All MSSP ACOs participating in a two-sided risk model may apply to CMS for a waiver that allows them to admit their patients into a skilled nursing facility (SNF) without a three-day inpatient hospitalization. ACOs must apply for the waiver during the annual application cycle. Partnering SNFs must have a rating of three stars or higher and must sign a SNF affiliate agreement with the ACO that includes certain elements outlined by CMS. Eligible SNFs include providers furnishing SNF services under swing bed arrangements. In these instances, the three-star quality rating requirement would be waived. 

The SNF Waiver would be available to all beneficiaries who have been identified as preliminarily prospectively assigned to the ACO on the initial performance year assignment list or on one or more quarterly updates during the year for which SNF services are provided. Beneficiaries who are preliminarily prospectively assigned a to waiver-approved ACO will remain eligible to receive services furnished in accordance with the SNF Waiver for the remainder of that performance year unless they enroll in a Medicare group health plan or are otherwise no longer enrolled in Part A and Part B.

Telehealth

CMS allows certain ACOs to provide expanded access to telehealth services. Specifically, as required by the Bipartisan Budget Act of 2018, Medicare will waive its typical geographic restrictions for telehealth originating sites and count patients’ homes as originating sites for ACOs under two-sided models who use prospective assignment and only on those ACOs’ prospectively assigned patients. 

There is no application process for ACOs to submit before starting to bill for these expanded telehealth services. CMS also provides a 90-day grace period for beneficiaries who are prospectively assigned to an applicable ACO at the start of the year, but who are subsequently excluded from assignment. ACOs must not bill excluded beneficiaries for telehealth services outside of the 90-day window or when not assigned, and/or they must return any money paid by the beneficiary. ACOs could be subject to a corrective action plan and program termination if they do not comply with such requirements. Finally, ACOs who terminate from the program must notify beneficiaries in their termination notices that the ACO can no longer supply telehealth services.
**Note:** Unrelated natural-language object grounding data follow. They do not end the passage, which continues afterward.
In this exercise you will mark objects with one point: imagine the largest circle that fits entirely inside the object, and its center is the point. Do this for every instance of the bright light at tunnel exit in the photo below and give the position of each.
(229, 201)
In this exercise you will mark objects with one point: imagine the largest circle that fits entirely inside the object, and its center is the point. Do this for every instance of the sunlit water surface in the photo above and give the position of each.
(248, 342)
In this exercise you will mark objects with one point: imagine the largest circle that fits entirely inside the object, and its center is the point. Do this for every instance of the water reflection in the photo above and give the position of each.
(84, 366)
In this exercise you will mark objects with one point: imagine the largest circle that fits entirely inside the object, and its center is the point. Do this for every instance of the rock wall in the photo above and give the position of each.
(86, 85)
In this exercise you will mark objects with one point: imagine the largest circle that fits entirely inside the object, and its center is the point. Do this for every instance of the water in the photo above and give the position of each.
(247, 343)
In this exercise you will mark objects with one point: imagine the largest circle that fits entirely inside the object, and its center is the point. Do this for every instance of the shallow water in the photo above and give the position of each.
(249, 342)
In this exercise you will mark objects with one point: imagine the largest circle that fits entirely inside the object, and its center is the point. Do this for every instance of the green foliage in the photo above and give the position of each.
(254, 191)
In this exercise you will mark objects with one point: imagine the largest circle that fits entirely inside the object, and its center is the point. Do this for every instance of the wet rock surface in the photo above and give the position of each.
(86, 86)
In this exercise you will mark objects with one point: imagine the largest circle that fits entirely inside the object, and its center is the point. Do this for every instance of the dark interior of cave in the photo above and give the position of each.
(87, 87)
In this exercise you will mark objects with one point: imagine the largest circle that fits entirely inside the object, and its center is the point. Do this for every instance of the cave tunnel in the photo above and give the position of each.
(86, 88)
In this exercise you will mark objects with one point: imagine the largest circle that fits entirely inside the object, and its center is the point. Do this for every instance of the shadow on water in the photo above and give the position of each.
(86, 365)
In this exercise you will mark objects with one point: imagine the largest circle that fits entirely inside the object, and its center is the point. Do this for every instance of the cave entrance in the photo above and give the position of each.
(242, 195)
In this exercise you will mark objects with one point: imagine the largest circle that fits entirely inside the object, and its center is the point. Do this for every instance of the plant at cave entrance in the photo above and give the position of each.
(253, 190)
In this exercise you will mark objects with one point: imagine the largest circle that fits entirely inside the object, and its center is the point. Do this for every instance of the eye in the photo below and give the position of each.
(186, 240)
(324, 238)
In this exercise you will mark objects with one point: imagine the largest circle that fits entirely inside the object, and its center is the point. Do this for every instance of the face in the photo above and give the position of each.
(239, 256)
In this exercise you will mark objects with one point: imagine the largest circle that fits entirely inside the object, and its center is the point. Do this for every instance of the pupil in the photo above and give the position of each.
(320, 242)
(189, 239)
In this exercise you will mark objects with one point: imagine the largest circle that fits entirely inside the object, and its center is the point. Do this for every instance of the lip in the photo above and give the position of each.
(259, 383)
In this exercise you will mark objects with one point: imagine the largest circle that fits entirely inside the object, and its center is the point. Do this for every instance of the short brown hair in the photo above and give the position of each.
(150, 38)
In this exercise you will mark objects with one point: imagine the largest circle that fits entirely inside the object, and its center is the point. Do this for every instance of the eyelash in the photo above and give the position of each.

Beneficiary Incentive Program

CMS allows ACOs to establish a CMS-approved beneficiary incentive program to provide incentive payments to eligible beneficiaries who receive qualifying services. Through this program, ACOs may provide limited “cash equivalent” incentive payments to certain patients who receive qualifying primary care services under this beneficiary incentive program. This allows ACOs to provide incentive payments to eligible beneficiaries who receive qualifying services of up to $20 (adjusted annually for inflation). Payments cannot be in cash but rather must be provided as “cash equivalents,” such as debit cards or checks. Payments must be provided within 30 days of a qualifying service and must be furnished by the ACO directly, not by its participants. Importantly, these incentive payments won’t count as ACO expenditures or figure into benchmarks or shared losses. 

To prevent “cherry picking” of healthier patients by ACOs with more resources, CMS is barring ACOs from advertising or marketing their incentive programs. However, ACOs must notify beneficiaries about their incentive program during the annual notification process, which will occur prior to or at the first primary care visit of the year. The beneficiary incentive program is available to all two-sided risk ACOs.